Mas esta água não lhe salvou o filho, Diogo, de 21 anos. “Ele saiu de casa com a carrinha, com baldes de água lá dentro para combater o fogo, e meteu-se na estrada. Já encontraram a carrinha, toda queimada. Mas ainda não o encontraram a ele. Ainda não encontraram o meu filho…” O cunhado, que também abandonara a sua casa, sim, foi encontrado. Morto, a poucos metros do carro. A esperança de que Diogo tenha tido diferente destino é pouca. Mas até o corpo ser encontrado, ou identificado, Manuel mantém o filho no limbo: não está morto nem está vivo. E isso, de certa forma, dói mais.

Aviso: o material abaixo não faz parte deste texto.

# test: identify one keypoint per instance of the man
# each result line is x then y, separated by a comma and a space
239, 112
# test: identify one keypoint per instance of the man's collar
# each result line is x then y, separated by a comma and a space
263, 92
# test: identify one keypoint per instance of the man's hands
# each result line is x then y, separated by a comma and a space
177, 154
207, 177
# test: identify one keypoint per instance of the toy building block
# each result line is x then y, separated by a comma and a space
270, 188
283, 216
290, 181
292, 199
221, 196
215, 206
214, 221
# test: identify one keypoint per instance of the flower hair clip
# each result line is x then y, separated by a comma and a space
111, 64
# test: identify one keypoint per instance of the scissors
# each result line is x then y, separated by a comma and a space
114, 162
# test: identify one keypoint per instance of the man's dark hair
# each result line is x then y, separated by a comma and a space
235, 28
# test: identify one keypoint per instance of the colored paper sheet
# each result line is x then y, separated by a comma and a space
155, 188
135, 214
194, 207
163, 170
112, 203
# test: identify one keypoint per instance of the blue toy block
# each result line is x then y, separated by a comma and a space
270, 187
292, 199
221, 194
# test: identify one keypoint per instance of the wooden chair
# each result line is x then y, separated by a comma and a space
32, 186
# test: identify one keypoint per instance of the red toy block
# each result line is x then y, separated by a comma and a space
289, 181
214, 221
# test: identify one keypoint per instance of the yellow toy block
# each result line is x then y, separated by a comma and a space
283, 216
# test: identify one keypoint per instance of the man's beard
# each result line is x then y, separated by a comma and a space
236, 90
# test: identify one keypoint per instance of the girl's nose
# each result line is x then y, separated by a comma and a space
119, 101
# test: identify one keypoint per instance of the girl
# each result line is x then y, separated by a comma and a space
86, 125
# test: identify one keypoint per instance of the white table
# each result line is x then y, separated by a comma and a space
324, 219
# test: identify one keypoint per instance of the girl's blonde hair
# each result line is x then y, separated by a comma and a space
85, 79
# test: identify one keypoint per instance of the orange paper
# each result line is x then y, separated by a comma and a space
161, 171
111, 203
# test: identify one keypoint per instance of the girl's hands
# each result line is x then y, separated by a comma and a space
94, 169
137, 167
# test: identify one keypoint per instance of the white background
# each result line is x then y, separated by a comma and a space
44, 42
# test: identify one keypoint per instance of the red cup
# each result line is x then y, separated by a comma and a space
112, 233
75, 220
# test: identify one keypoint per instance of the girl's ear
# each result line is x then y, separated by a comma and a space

Nodeirinho perdeu onze dos seus 50 habitantes. Todos morreram nas estradas e caminhos da aldeia, que fica mesmo no centro do triângulo infernal da maior tragédia da história recente portuguesa, entre Figueiró dos Vinhos, Castanheira de Pera e Pedrogão Grande. O mais irónico é que praticamente não há habitações ardidas em Nodeirinho. A melhor fuga teria sido ficar em casa. Mas ninguém poderia adivinhar. Assim como ninguém consegue imaginar o terror que passa pela cabeça de quem se vê rodeado por labaredas que parecem vir de todo o lado, empurradas e puxadas por ventos ciclónicos, e por um fumo negro, espesso, que tolhe a visão e impede a respiração. Um terror que bloqueia a razão e deixa livre apenas o instinto de fugir, fugir, fugir, sem se saber para onde. E aqui, naquele horrível fim de tarde, não havia para onde.
Ou talvez houvesse. Numa das saídas da povoação jazem dois carros carbonizados. Vinham de fora e estavam a tentar entrar, para escapar às chamas do pinhal que rodeia a aldeia. Mas uma árvore caiu na estrada. O primeiro carro bateu no grande tronco, o segundo chocou contra ele. Ninguém conseguiu sair, à vista da torre da capela, a 50 metros – que se mantém alva, incólume, sem o mais leve vestígio de que as chamas lhe tenham tocado. Um inútil porto de abrigo.
Se aquele pinheiro não tivesse caído naquele momento, cinco pessoas não teriam perdido a vida. Uma só árvore provocou cinco tragédias.